The only difference between the Republican Party and the Democratic Party is how they do things, not what they do, and not where they're going. Basically when you become a politician in the Republican or Democratic parties, you get a job. And you don't go to your constituents and get a job. No, you go to the businessman, at whatever level, and get hired, get his endorsement. You're a hireling of the bourgeoisie. Capitalist politicians are generally not the top people around. These are the people who are not good enough to make a great career in the professions, law or things like that. So, you know, you've got a big mouth and you're not particularly successful, not real smart and you don't mind being a prostitute and saying whatever somebody tells you, you become a politician. The property party is what really makes the difference, that's what calls the shots in this country. The class nature of this country is that the people who own this country are the people who run this country. It is their dictatorship.

There is a major economic crisis, it's a crisis that capitalism's had since its inception. What you've got in this country is a question of overproduction in every major field. Protectionism is coming up over the question of U.S. cars, or whatever, and this is reactionary and we're opposed to it.

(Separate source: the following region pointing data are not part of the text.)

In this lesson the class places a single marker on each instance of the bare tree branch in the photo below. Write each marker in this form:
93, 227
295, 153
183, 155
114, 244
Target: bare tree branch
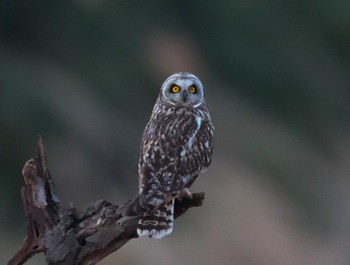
67, 236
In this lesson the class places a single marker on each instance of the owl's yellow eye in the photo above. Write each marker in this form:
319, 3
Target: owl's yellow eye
175, 89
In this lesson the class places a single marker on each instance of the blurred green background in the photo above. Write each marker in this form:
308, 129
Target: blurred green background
85, 75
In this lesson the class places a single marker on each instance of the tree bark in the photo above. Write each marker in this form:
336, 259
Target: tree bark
68, 236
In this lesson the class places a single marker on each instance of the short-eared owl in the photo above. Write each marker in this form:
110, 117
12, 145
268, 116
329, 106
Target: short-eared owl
177, 145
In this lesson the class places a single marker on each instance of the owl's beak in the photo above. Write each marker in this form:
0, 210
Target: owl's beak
184, 95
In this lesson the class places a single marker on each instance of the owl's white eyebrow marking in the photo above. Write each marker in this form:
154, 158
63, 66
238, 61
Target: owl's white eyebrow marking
190, 140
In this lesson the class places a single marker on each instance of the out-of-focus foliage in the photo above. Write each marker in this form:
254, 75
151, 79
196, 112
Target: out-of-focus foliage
85, 75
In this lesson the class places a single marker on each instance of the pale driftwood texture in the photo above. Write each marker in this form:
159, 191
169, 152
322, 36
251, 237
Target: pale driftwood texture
64, 234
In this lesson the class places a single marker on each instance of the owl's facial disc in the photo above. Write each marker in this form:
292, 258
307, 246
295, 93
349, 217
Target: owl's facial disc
183, 89
184, 96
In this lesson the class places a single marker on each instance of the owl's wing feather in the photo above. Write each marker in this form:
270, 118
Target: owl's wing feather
174, 151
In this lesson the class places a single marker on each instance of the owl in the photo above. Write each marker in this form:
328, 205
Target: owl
177, 145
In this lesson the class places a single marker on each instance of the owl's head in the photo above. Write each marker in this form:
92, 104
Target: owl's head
183, 89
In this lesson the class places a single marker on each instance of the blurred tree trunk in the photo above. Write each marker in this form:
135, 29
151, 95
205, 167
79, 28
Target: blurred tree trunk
68, 236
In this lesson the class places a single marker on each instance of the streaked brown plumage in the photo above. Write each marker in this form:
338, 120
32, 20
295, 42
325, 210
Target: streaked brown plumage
177, 145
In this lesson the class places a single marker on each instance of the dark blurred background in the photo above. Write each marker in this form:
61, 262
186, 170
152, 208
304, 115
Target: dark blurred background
85, 75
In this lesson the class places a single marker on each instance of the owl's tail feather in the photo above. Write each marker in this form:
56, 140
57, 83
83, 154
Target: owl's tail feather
157, 223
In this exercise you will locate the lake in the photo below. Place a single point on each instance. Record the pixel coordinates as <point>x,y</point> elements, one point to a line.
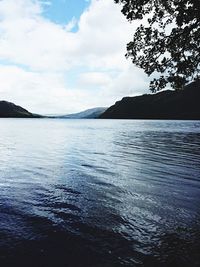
<point>99,193</point>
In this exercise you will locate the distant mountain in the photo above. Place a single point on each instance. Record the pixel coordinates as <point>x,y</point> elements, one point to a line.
<point>183,104</point>
<point>92,113</point>
<point>10,110</point>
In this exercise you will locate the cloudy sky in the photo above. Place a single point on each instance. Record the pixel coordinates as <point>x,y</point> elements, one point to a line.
<point>63,56</point>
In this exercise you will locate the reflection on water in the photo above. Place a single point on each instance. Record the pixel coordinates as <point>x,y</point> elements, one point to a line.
<point>99,193</point>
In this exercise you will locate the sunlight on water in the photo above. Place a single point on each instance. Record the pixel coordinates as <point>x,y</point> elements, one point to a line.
<point>99,193</point>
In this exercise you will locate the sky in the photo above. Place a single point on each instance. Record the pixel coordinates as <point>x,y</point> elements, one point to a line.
<point>65,56</point>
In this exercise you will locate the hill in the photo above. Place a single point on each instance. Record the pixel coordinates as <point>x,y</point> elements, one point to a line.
<point>92,113</point>
<point>10,110</point>
<point>183,104</point>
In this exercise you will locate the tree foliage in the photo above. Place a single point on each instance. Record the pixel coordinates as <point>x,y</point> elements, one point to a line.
<point>168,40</point>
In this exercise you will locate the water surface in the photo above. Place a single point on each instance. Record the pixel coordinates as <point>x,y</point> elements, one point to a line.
<point>99,193</point>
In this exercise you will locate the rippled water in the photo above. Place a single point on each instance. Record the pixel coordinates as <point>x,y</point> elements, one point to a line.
<point>99,193</point>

And you've got overproduction internationally, in steel, in cars, in computer chips. What happens when you get overproduction that exceeds the market's ability to buy? These things are not sold. You get bankruptcies. Economies go under. Now, what happens if you're the U.S. bourgeoisie, you can't sell your stuff, and you've become a weak country economically, but because of a quirk of history you have the strongest military forces, aside from the Soviet Union, in the world? Do you just sit there and say, well, we're not going to sell anything this year, so I think this country is simply going to go down the drain and I'm going to lose everything I got? No, you use your cards. You use your ace, and your ace is your military card. It's the only card the U.S. has right now. So you go into various countries or various areas of the world and you seize those markets. What that is is war. And capitalism has never resolved an overproduction crisis yet through any other agency except war.

Why do we always talk about the anti-Soviet war drive? Why can't there be coexistence, why can't they just disarm? Why can't they recruit some Democrats, maybe they'll get along? They can't get along for two reasons. One, the very fact of the existence of the Soviet Union as a workers state, however degenerated, threatens capitalism. But, two, you've got to sell your goods. And one-sixth of the world's humanity, if you can open it up for private property, that's an enormous market. That would give capitalism a new lease.

In the Communist Manifesto Marx says that the history of man is the question of class struggle, and that where one class cannot triumph over another in a clear way, sooner or later it leads to the ruination of both classes. So what we are facing is barbarism. The only alternative to that is the international proletariat taking power, and the critical aspect is not the lack of a working class or the lack of militancy or anything like that. We've seen plenty of that, we've seen strikes historically and even in the recent period. The question is leadership. And that's the Spartacist League."